Figure 8 shows the NIR predicted CPM concentrations versus the HPLC results for each tablet in the calibration set using the synthetic calibration equation CPMsyncal2. The other five tablets scanned (tablet 6a through tablet 10a) on the MasterLab instrument with nominal levels of 1.0 mg CPM, that were not in the calibration set, were predicted for validation. Figure 9 shows the NIR predictions of the validation set versus the Lab (HPLC) CPM value. Table II shows the predicted values for the validation set. The standard error of prediction (SEP) of the validation set compared with the HPLC data was 0.0104 mg and the bias was 0.0139 mg. The SEP is significantly larger then the SEC because the synthetic calibration samples have reduced error except for the "seed" samples. The SEP is low at only about 1% of batch label claim.

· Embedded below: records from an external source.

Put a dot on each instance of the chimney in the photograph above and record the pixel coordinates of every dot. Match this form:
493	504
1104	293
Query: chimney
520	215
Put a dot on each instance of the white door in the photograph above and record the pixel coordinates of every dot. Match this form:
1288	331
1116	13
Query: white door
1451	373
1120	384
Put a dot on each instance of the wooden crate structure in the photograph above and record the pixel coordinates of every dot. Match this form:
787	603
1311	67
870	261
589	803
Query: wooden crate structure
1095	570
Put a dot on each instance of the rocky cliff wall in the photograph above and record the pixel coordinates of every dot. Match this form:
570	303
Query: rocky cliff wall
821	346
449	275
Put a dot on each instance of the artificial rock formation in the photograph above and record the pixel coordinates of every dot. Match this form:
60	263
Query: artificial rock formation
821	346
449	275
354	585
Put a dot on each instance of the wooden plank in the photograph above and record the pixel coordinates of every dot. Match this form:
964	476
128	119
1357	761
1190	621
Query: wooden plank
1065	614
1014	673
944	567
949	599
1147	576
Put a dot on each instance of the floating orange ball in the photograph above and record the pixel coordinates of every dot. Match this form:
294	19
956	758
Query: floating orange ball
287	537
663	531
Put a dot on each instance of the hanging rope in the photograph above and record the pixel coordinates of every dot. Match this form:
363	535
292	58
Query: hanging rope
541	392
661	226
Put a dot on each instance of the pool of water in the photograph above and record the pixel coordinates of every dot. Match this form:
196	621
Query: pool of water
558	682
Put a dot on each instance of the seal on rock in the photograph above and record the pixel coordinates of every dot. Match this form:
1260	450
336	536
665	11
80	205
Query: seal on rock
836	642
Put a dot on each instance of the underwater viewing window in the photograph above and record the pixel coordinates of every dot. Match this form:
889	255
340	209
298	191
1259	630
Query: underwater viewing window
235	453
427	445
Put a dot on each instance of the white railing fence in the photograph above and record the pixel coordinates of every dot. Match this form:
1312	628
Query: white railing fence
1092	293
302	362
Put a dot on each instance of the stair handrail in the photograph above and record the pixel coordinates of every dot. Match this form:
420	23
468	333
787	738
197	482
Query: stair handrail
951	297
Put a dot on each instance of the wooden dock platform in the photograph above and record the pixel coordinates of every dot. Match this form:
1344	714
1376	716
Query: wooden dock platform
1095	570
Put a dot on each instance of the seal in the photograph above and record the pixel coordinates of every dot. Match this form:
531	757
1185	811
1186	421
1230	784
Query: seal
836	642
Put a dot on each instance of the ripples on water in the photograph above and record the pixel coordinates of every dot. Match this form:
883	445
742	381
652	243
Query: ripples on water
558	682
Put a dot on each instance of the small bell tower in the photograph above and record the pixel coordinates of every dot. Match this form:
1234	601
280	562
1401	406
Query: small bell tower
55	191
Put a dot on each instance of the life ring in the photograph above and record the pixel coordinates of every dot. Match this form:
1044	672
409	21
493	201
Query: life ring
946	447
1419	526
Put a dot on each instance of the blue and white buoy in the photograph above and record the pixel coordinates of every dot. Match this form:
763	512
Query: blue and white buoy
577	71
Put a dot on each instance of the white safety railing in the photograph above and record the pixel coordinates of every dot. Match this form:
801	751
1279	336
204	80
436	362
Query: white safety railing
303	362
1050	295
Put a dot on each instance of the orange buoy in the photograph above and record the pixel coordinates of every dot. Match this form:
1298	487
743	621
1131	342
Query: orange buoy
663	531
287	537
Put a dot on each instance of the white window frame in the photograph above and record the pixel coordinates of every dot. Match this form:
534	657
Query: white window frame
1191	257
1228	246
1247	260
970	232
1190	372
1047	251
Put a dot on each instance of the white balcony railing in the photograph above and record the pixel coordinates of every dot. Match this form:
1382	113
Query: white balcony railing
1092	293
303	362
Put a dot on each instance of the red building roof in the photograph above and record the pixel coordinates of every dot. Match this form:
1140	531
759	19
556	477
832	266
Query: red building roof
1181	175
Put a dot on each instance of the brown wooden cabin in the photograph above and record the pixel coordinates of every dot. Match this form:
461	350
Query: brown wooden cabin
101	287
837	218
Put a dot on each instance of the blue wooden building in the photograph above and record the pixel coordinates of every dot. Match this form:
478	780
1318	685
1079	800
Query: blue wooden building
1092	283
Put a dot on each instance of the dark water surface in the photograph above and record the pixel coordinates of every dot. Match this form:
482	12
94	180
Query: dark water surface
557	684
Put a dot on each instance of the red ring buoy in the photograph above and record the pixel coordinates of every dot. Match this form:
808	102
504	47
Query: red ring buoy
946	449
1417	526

Table II: Predicted values for the validation set with nominal value of 1.0 mg.

Conclusion

The authors demonstrated a method for generating a prediction model from placebo and "seed" batch samples from the production line with synthetic samples generated from average placebo and batch samples to increase the sample range. A prediction model with an R2 value of 0.9987 and a standard error of calibration (SEC) value of 0.0037 mg was developed. The standard error of prediction (SEP) on the validation set was only 1% of label claim at 0.0104 mg.

Acknowledgment

Thanks to Om Anand, Maria Gerald Rajan, Namrata R. Trivedi, Wen Qu, Yingxu Peng, and Yichun Sun who were at the University of Tennessee, Department of Pharmaceutical Sciences, at the time the CPM tablets were made and analyzed with HPLC.

Robert Mattes* is an applications scientist and Denise Root is a product manager, both at FOSS NIRSystems, rmattes@FOSS-NIRSystems.com

*To whom all correspondence should be addressed.

Submitted: July 14, 2008. Accepted: Aug. 12, 2008.

What would you do differently? Submit your comments about this paper in the space below.

References

1. FDA, Guidance for Industry: PAT-A Framework for Innovative Pharmaceutical Development, Manufacturing, and Quality Assurance (September, 2004, Rockville, MD).

2. R.A. Mattes et al., "Near-Infrared Assay and Content Uniformity of Tablets," Pharm. Technol. 31 (4), 170–182 2007.

3. R. Kramer, Chemometric Techniques for Quantitative Analysis (Marcel Dekker, Inc. 1998).

4. K.R. Beebe, R.J. Pell, and M.B. Seasholtz, Chemometrics: A Practical Guide (John Wiley & Sons, 1998).